The Colt's flash slammed his head back. Glen Shepard dragged the messy bodies into the room and closed the door. He stripped off the dead men's jackets, no filthier for all the new gore than they were before. He threw the larger to his wife, the smaller to Roger.
"Welcome to the Outlaws."
* * *
In the ballroom's crowd of hostages, Max Stevens and Mr. Webster rehearsed Jack for his report to Horse: "What are the people doing?" Max demanded.
"They're just trying to protect the girls. They figured that if they circled up, your bikers wouldn't risk a fight with a hundred people at once."
" Did you see any guns?"
"You have guns? Wow..."
The shove sent Jack reeling. Max stepped forward and shook the teenager, then drew back his fist. "You didn't answer my question! Tell me!"
"Don't hit my boy!" Jack's father grabbed Max, trying to break his grip. Max shrugged the overweight, middle-aged man away.

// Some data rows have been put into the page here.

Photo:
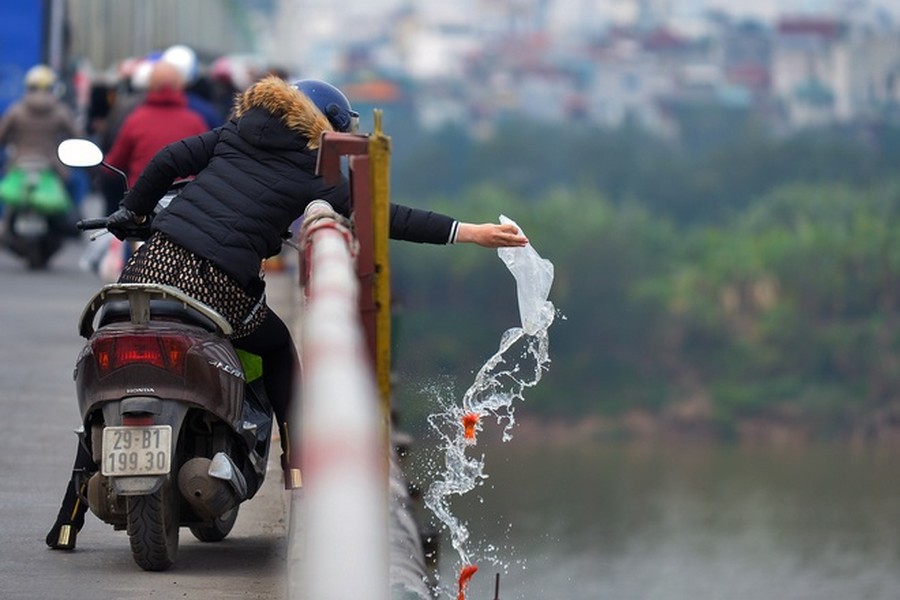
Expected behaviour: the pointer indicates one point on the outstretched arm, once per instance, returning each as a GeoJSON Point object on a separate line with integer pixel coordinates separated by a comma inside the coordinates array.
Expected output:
{"type": "Point", "coordinates": [490, 235]}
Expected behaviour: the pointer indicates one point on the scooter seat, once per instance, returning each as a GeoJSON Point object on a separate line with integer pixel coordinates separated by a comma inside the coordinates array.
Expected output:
{"type": "Point", "coordinates": [160, 309]}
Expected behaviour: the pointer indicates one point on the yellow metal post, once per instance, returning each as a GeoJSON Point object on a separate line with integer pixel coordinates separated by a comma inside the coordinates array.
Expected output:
{"type": "Point", "coordinates": [380, 163]}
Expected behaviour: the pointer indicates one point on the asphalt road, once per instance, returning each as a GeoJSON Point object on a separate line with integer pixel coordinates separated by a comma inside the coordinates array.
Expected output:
{"type": "Point", "coordinates": [38, 347]}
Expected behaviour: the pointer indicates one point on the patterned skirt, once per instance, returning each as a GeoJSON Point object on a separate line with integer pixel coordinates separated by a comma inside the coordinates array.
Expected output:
{"type": "Point", "coordinates": [162, 261]}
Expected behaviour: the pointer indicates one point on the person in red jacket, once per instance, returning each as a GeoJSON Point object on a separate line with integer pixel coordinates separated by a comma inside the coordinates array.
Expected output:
{"type": "Point", "coordinates": [162, 118]}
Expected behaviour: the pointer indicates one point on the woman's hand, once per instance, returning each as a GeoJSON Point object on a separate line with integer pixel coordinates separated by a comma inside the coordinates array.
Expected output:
{"type": "Point", "coordinates": [490, 235]}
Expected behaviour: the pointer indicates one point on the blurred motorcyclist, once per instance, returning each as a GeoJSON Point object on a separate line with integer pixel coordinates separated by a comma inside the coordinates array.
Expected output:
{"type": "Point", "coordinates": [29, 132]}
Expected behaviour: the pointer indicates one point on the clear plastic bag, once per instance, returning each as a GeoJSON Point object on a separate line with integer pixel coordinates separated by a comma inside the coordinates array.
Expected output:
{"type": "Point", "coordinates": [534, 277]}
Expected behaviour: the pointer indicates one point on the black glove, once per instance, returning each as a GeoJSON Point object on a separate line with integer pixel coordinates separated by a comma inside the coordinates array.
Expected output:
{"type": "Point", "coordinates": [124, 223]}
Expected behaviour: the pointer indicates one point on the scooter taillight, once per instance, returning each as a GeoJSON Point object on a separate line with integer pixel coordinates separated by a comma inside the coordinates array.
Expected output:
{"type": "Point", "coordinates": [165, 352]}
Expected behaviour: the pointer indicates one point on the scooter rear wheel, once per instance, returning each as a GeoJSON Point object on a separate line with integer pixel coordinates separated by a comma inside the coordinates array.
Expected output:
{"type": "Point", "coordinates": [153, 522]}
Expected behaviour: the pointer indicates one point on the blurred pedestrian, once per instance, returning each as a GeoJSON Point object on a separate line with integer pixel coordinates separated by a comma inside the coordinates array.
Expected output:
{"type": "Point", "coordinates": [160, 119]}
{"type": "Point", "coordinates": [199, 98]}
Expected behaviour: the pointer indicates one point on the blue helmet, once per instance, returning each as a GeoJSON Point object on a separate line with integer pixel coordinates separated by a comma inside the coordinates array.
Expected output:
{"type": "Point", "coordinates": [332, 102]}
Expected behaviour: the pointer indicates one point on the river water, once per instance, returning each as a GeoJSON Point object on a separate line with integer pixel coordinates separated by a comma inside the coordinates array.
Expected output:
{"type": "Point", "coordinates": [593, 521]}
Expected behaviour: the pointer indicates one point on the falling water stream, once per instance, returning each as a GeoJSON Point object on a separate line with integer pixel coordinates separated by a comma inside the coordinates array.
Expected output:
{"type": "Point", "coordinates": [517, 365]}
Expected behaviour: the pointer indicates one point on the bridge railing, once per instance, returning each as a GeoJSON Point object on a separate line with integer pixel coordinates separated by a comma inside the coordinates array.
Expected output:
{"type": "Point", "coordinates": [339, 531]}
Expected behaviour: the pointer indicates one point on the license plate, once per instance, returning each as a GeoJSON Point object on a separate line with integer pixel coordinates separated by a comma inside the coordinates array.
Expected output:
{"type": "Point", "coordinates": [137, 450]}
{"type": "Point", "coordinates": [29, 224]}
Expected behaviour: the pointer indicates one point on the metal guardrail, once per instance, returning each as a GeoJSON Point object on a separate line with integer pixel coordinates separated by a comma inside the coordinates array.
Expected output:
{"type": "Point", "coordinates": [339, 531]}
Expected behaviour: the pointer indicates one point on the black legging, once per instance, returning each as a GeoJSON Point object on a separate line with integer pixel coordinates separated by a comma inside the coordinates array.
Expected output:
{"type": "Point", "coordinates": [272, 341]}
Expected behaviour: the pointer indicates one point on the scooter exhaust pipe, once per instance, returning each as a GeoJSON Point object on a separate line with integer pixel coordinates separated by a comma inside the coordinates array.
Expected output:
{"type": "Point", "coordinates": [209, 496]}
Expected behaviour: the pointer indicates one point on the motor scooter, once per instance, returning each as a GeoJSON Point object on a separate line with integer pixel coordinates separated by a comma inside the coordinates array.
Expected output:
{"type": "Point", "coordinates": [36, 211]}
{"type": "Point", "coordinates": [175, 419]}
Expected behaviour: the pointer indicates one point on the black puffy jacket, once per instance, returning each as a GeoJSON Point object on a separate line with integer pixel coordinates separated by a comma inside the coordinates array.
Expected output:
{"type": "Point", "coordinates": [254, 176]}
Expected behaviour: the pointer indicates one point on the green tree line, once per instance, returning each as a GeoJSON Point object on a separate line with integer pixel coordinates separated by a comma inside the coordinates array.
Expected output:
{"type": "Point", "coordinates": [757, 274]}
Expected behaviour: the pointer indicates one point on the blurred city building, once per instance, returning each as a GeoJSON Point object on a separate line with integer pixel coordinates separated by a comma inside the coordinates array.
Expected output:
{"type": "Point", "coordinates": [475, 63]}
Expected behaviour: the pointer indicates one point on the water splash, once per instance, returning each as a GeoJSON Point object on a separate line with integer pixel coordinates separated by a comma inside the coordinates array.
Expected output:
{"type": "Point", "coordinates": [517, 365]}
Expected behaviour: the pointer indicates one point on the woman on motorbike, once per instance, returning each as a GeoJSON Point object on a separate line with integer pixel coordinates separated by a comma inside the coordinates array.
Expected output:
{"type": "Point", "coordinates": [252, 178]}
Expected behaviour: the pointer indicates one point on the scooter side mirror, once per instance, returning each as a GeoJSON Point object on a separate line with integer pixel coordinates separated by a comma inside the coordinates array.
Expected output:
{"type": "Point", "coordinates": [79, 153]}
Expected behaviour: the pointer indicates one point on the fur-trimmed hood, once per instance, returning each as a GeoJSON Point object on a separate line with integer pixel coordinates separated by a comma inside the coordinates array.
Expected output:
{"type": "Point", "coordinates": [286, 103]}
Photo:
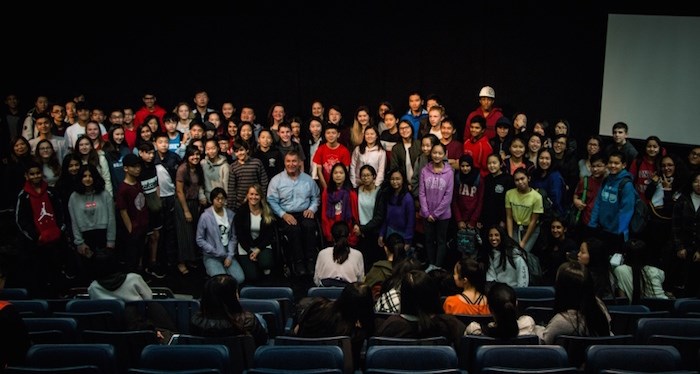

"What do you think's going to happen when he goes to talk with that psychopath?" Max asked Mr. Webster. Then he shook Jack again: "Tell me what you saw."
"They don't have anything. They're just a bunch of dumb people."
Speaking gently, Max told Jack: "That's not what you want to say. Say, 'They're just a bunch of dumb people. Some of them are talking about escape, but they're too scared.' Now repeat that."
Jack repeated the line. Max released the kid, took his father aside. "If he doesn't say something like that, then they don't need a spy anymore. They caught him with a rifle. They think he shot at their gang. Your son's only alive because they need a spy. I'm sorry to abuse him, but I'm just trying to keep him alive."
Max returned his attention to Jack and resumed the rehearsal. The teenager repeated his lines time after time, almost perfectly. Finally Max glanced at his watch: "It's time, Jack. It would be better if you went to them, like a loyal agent, instead of making them find you. You should say goodbye to your father and mother now."
"Tell Mr. Stevens thank you, son," Mr. Webster prompted. "He's probably saved your life."
"Yeah," Jack said. "Thanks a whole lot."
Jack turned his back so that he could speak alone with his parents. "Any chance for an escape soon?" he asked in a whisper. "How much longer before we rush the bikers and break out?"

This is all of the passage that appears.